I was asked to try Disk Drill 6 beta, in particular I was asked to comment on the new Action Camera Module that was specifically designed to recover video data from GoPro, DJI action cameras, but also for example ‘normal’ Sony cameras.
What’s so special about Action Cam videos? What makes them hard to recover?
The problem is that these cameras often create and write to several files simultaneously. And a consequence is that these files get fragmented almost by definition. Imagine the camera records/writes a high resolution video and lower resolution (but high enough for the little preview windows). Imagine how the buffer fills and the camera writes data to the SD Card, first high res data, then low res data, some times a preview JPEG and you can see how we end up with fragmented files.

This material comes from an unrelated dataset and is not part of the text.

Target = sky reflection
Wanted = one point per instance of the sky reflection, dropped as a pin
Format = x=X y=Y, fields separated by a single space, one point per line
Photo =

As long as the file system is intact this is not a problem, we can just ask the OS or the camera to open a file for viewing, and the OS / camera firmware uses the file system to determine what clusters are allocated to any specific file. The problem is when we can not rely on the FAT. File recovery tools can often find the start of a file without too much trouble and will simply assume a file is contiguous. But we just saw it isn’t. And this is why we need specialized tools or modules like the one in Disk Drill to recover such data.
As you will see int the video I will specifically select the “Cameras, drones etc.” option. I can also scan the actual SD Card or logical volume on a card using the “normal” procedure, and this will detect the videos, but the recovery algorithm that’s specific for action cameras and such will not be used. And it will probably mean the videos that will be recovered won’t play correctly.
Note that I am previewing the upcoming version in the video!